Apretó los dientes y soltó, casi en un gruñido:
—Ya estamos metidos hasta el fondo… que sea lo que tenga que ser. Hoy, si vivimos, vivimos juntos; si nos toca morir… morimos juntos. ¡Ah…!
Detrás, el hombre volvió a acortarles distancia.
No era más que un demente. Podía alcanzarla cuando quisiera: era hombre, fornido, con ese cuerpo robusto de europeo, y Luciana cargaba a Alejandro a la espalda. Pero él se deleitaba con la persecución, saboreando el miedo.

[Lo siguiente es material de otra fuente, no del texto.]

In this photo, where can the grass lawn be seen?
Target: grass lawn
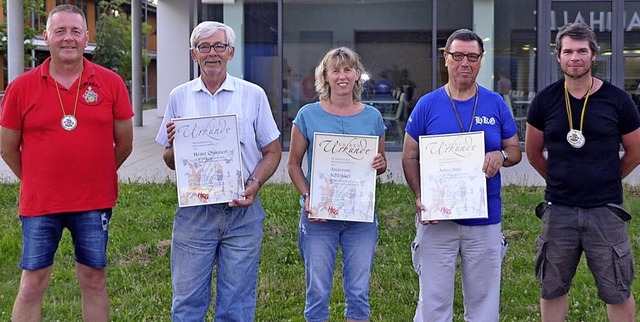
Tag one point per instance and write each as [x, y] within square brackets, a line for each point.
[139, 277]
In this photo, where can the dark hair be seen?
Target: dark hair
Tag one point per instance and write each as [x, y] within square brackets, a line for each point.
[577, 31]
[68, 8]
[464, 35]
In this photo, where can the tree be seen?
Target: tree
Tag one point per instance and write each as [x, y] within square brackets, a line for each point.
[113, 39]
[32, 8]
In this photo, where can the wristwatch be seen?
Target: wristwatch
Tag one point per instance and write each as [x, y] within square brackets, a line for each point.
[504, 155]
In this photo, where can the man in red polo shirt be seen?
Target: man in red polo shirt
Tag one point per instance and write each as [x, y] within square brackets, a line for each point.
[65, 129]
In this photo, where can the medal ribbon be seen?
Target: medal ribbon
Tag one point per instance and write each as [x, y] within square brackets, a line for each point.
[455, 110]
[568, 105]
[75, 108]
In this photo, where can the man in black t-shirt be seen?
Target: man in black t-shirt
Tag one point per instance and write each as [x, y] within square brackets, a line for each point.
[581, 121]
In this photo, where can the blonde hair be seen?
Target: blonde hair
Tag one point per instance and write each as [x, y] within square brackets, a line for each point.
[337, 57]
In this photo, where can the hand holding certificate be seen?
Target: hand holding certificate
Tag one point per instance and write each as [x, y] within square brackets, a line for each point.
[208, 160]
[452, 183]
[343, 183]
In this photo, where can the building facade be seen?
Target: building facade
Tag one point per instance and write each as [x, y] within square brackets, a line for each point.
[281, 41]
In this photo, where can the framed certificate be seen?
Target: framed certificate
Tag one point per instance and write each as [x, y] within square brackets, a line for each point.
[208, 160]
[343, 183]
[452, 184]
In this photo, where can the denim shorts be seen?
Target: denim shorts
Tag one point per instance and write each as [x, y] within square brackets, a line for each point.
[598, 232]
[41, 236]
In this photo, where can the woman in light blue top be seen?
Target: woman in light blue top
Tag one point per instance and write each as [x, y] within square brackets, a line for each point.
[339, 111]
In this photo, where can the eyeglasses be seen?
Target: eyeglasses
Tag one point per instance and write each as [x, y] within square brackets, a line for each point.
[458, 56]
[218, 48]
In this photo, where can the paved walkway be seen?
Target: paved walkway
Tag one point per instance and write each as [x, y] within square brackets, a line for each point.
[146, 165]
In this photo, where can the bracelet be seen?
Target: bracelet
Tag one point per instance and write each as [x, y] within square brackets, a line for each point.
[254, 178]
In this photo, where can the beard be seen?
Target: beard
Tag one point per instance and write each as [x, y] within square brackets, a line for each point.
[576, 73]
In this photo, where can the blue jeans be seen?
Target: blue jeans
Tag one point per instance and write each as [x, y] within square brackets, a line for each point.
[229, 237]
[89, 232]
[318, 244]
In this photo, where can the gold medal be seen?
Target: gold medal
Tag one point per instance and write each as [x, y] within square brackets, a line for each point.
[575, 137]
[69, 122]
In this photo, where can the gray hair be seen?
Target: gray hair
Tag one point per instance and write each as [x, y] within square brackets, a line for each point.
[336, 57]
[577, 31]
[207, 28]
[464, 35]
[68, 8]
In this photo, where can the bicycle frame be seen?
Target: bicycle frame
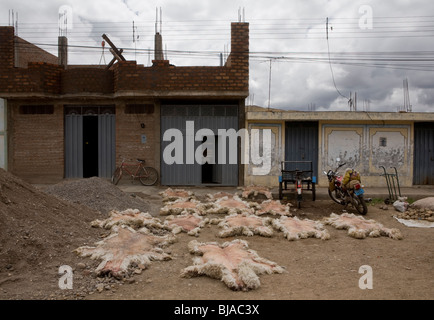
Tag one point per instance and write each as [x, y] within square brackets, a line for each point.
[125, 166]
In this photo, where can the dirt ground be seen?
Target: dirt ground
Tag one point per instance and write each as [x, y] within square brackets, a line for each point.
[39, 231]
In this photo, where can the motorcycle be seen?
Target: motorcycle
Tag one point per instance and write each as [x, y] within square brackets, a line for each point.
[343, 196]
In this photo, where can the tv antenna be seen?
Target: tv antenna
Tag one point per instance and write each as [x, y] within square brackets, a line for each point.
[407, 105]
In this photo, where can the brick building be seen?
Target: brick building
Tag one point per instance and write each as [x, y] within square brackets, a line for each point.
[80, 121]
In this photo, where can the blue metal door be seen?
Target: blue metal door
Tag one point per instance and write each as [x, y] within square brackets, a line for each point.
[301, 143]
[423, 171]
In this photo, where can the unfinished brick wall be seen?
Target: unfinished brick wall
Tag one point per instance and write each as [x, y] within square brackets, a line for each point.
[87, 80]
[36, 141]
[234, 77]
[26, 52]
[36, 150]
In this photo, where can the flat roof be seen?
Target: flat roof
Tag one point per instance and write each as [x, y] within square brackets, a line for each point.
[259, 113]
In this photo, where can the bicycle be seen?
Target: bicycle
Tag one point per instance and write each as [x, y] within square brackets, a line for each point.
[148, 176]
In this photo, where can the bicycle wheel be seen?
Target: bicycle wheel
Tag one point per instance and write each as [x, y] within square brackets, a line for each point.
[148, 176]
[117, 175]
[360, 204]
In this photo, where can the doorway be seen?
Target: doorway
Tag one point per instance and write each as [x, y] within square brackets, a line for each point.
[90, 146]
[211, 172]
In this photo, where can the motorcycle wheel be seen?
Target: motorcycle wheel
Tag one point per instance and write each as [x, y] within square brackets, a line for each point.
[335, 196]
[360, 205]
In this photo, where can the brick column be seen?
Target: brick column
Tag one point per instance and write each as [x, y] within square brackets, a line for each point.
[7, 48]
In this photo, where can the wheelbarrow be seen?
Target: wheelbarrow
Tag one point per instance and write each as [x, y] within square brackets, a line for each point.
[392, 182]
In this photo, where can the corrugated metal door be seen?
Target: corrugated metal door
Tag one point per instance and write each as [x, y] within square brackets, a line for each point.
[301, 143]
[74, 140]
[73, 146]
[423, 172]
[213, 117]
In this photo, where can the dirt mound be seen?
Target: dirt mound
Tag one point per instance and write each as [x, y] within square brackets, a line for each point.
[425, 203]
[96, 193]
[38, 232]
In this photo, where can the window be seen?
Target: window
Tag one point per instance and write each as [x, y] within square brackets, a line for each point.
[383, 142]
[139, 108]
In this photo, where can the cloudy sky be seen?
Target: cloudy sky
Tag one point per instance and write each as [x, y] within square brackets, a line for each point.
[304, 54]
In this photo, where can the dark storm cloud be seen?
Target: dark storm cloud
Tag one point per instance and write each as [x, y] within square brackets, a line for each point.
[277, 28]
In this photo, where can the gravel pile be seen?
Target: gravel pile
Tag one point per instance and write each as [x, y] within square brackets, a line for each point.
[96, 193]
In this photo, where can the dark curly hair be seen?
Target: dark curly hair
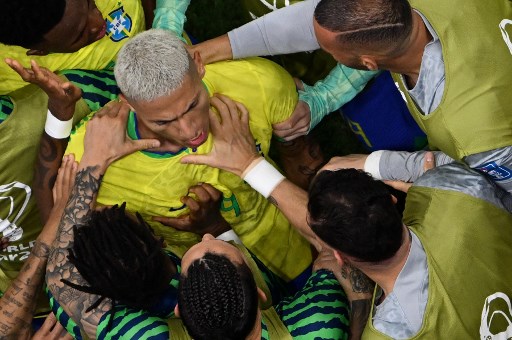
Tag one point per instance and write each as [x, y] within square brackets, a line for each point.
[355, 214]
[121, 259]
[25, 22]
[218, 299]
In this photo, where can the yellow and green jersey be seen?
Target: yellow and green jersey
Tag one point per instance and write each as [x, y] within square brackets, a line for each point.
[124, 18]
[153, 183]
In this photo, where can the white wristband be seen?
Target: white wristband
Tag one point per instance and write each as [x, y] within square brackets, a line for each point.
[229, 235]
[263, 178]
[57, 128]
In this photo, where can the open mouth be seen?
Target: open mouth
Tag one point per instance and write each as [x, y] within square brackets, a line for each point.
[200, 139]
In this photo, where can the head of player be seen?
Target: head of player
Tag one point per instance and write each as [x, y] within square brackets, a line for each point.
[162, 83]
[217, 296]
[121, 259]
[355, 215]
[366, 35]
[51, 26]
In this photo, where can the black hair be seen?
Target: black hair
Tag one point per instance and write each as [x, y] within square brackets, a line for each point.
[218, 299]
[25, 22]
[121, 259]
[368, 23]
[355, 214]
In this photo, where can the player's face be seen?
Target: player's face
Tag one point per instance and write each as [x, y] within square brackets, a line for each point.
[178, 120]
[210, 244]
[81, 25]
[331, 45]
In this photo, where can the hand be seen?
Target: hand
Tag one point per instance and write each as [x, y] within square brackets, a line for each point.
[354, 161]
[233, 148]
[106, 140]
[62, 96]
[428, 164]
[327, 260]
[61, 191]
[295, 126]
[52, 330]
[204, 216]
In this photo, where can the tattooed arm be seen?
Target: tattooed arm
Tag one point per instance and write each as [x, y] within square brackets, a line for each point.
[62, 97]
[359, 289]
[105, 141]
[19, 301]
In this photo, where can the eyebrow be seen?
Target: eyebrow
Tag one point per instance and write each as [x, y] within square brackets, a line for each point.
[189, 107]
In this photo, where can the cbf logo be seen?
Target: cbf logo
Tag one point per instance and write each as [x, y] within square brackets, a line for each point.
[119, 25]
[497, 172]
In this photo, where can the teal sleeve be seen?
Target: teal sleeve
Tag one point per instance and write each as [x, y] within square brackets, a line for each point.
[170, 15]
[339, 87]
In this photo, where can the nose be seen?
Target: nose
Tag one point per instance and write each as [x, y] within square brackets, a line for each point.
[95, 22]
[187, 128]
[208, 237]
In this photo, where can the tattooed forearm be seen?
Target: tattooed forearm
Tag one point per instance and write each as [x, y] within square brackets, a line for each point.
[49, 158]
[76, 213]
[19, 301]
[359, 313]
[358, 280]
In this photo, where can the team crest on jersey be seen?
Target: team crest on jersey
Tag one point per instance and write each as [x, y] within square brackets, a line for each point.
[497, 172]
[14, 198]
[119, 24]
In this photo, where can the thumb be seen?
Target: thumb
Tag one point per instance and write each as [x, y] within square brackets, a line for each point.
[197, 159]
[142, 144]
[430, 161]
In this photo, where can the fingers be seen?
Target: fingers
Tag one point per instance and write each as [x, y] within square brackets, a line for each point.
[65, 178]
[179, 223]
[4, 242]
[399, 185]
[25, 73]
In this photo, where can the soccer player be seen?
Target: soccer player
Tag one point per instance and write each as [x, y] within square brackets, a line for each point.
[170, 92]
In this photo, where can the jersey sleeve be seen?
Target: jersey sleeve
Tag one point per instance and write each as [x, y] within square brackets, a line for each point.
[338, 88]
[286, 30]
[319, 310]
[170, 15]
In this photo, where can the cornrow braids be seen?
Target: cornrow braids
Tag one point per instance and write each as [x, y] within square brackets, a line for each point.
[218, 299]
[25, 22]
[121, 259]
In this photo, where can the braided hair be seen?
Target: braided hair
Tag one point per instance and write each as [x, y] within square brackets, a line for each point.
[121, 259]
[25, 22]
[218, 299]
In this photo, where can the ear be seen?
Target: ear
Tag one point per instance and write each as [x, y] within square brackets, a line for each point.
[369, 62]
[262, 295]
[37, 52]
[123, 99]
[199, 64]
[394, 199]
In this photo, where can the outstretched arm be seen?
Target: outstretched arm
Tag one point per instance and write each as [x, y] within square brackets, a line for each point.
[105, 141]
[62, 97]
[19, 301]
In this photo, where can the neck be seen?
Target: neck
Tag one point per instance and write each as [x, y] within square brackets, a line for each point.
[408, 62]
[165, 145]
[385, 273]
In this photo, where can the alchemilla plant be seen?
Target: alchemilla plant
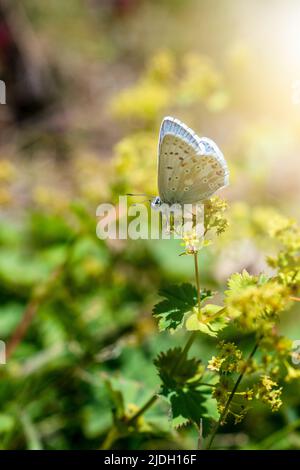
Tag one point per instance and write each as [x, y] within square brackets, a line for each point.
[209, 394]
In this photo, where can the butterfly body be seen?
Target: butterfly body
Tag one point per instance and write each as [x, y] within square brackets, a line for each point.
[190, 169]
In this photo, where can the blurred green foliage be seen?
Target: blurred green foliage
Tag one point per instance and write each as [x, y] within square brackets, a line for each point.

—¡Corran, ja, ja…! —se carcajeó—. ¡Pacientes desobedientes! ¡Vengan con el doctor para su inyección…!
—¡Uh!
Al fin, el cuerpo de Luciana dijo basta; la rodilla se le dobló y cayó de bruces.
—¡Ale!
Su primer reflejo fue girarse para amortiguar la caída de Alejandro; con manos torpes y urgidas lo envolvió y lo protegió con su propio cuerpo. Con él así de herido, otro golpe podía ser fatal.
—Estás bien… estás bien… —murmuró, con la cara crispada por el dolor, pero sin soltar un quejido.